Qu’elles émanent de Paulo Coelho ou du professeur Michel Lejoyeux, les formules « magiques » pour trouver le bonheur sont économiquement rentables pour leurs auteurs. « Promesses messianiques ou tyrannie moderne », ces poncifs mielleux pullulent et font florès auprès d’un public prêt à tout croire pour suivre le diktat du bonheur à tous prix.
Qu’importe la source : ouvrages, vidéos, conférences, pages Facebook… Parmi les ouvrages les plus plébiscités, Les Quatre Accords toltèques, la voie de la liberté personnelle, de Don Miguel Ruiz censé nous débarrasser des « croyances limitatrices qui nous privent de joie » ou encore les livres d’Eckhart Tolle1, l’une des stars du développement personnel. Les podcasts, Trois minutes à méditer de Christophe André sur France Culture, comptent un million de téléchargements. « Antisèches du bonheur » comptent quant à elles 170 000 abonnés sur Facebook. Les éditeurs surfent aussi sur la vague : Larousse mise sur les ouvrages de développement personnel, un département que sa direction qualifie d’ « incontournable ».
Selon Nicolas Marquis, auteur de Du Bien-être au marché du malaise1, ce mouvement est issu de la pensée positive, courant né en 1998 au sein de l’Association américaine de psychologie. Son concept : « chacun peut réinventer sa vie et atteindre le meilleur de lui-même en adoptant un regard positif sur soi et le monde ».

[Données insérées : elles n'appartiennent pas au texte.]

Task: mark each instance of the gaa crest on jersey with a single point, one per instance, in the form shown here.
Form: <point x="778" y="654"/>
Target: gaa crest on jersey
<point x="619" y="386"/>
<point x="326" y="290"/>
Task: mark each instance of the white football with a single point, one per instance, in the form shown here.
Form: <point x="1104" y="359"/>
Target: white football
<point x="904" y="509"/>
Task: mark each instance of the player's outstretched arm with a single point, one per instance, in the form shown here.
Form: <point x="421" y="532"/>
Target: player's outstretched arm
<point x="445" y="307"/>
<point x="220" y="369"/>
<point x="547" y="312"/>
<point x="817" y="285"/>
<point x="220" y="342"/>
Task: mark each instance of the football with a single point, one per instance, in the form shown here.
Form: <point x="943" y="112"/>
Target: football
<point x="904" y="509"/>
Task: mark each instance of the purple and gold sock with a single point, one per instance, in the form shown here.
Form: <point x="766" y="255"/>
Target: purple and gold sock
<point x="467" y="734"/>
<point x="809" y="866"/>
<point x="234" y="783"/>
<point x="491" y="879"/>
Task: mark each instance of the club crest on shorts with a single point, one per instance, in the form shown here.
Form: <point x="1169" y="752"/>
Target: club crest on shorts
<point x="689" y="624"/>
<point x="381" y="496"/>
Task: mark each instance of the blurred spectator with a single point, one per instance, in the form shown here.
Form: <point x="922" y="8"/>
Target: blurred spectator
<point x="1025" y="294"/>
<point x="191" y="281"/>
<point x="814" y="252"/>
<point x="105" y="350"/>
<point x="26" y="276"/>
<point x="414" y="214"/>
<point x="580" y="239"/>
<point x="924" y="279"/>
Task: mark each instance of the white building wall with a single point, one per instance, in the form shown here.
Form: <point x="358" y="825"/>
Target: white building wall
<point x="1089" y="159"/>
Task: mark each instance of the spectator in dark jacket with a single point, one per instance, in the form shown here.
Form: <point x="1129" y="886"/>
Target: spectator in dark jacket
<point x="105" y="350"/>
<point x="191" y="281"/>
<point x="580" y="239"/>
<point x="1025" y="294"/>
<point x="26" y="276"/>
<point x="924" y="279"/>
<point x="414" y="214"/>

Edgar Cabanas et Eva Illouz, auteurs de Happycratie, comment l’industrie du bonheur a pris le contrôle de nos vies2, dénoncent une récupération idéologique : « Le capitalisme du XXIe siècle s’est emparé du bonheur et en a fait son produit-phare. Il vise à nous convaincre qu’on peut s’améliorer jusqu’à la mort, à grands coups de coaching, de méditation de pleine conscience. Le bonheur n’est plus une émotion, il a été transformé en mode de vie où vous vous imposez à vous-même l’injonction de performances, et vous vous vendez comme une marque. » Nicolas Marquis le résume ainsi : « C’est une injonction de riche : choisir sa vie, il faut pouvoir se le permettre ! »
Dans l’empire économique de la Silicon Valley, « un salarié heureux est un salarié efficace ». L’entreprise fait ainsi peser le poids de sa propre réussite sur les épaules de sa « main d’oeuvre ». Les entreprises françaises ne sont pas en reste. Pour surfer sur cette « positive attitude », elles peuvent requérir les services de Positive Solutions, une agence qui promeut les « penseurs positifs qui visent à améliorer le monde » ou encore de L’Optimisme, une « plateforme internet 100 % positive » voulant « remettre le meilleur de l’humain en avant », et bien d’autres encore.
La recherche du bonheur est universelle. Il n’existe pas à proprement parler de typologie du public influencé. Nicolas Maquis a cependant identifié un trait commun : le point de bascule. Il est toujours associé à un évènement malheureux, une brèche dans la vie de ces adeptes du bonheur à tout prix, « un moment où ils sentent les choses leur échapper et ont l’impression que les ressources classiques, psy ou entourage, sont insuffisantes. »
Et le point commun des « magiciens » du bien-être est la recette de leur potion : enseignements pseudo-bouddhistes mêlés à un zeste de spiritualité new age ou encore de croyance protestante. Edgar Cabanas le confirme : « Des fondations religieuses importantes financent les travaux de la psychologie positive. Il ne faut pas l’oublier quand on lit des études pseudo-scientifiques et très biaisées selon lesquelles les croyants seraient plus heureux. »
Ces promesses d’évolution spirituelle peuvent prendre la forme de stages comme celui d’un coach qui, moyennant 750 euros (hors hébergement) propose un programme à base de « lois de l’univers », de numérologie, de psycho-généalogie et de programmation neurolinguistique.
Mais cette frénésie ne pousse-t-elle pas à renoncer à la mobilisation, à la révolte ? Pour Edgar Cabanas, ce phénomène profite « à ceux qui ont intérêt à tuer la volonté politique, à désactiver notre engagement ».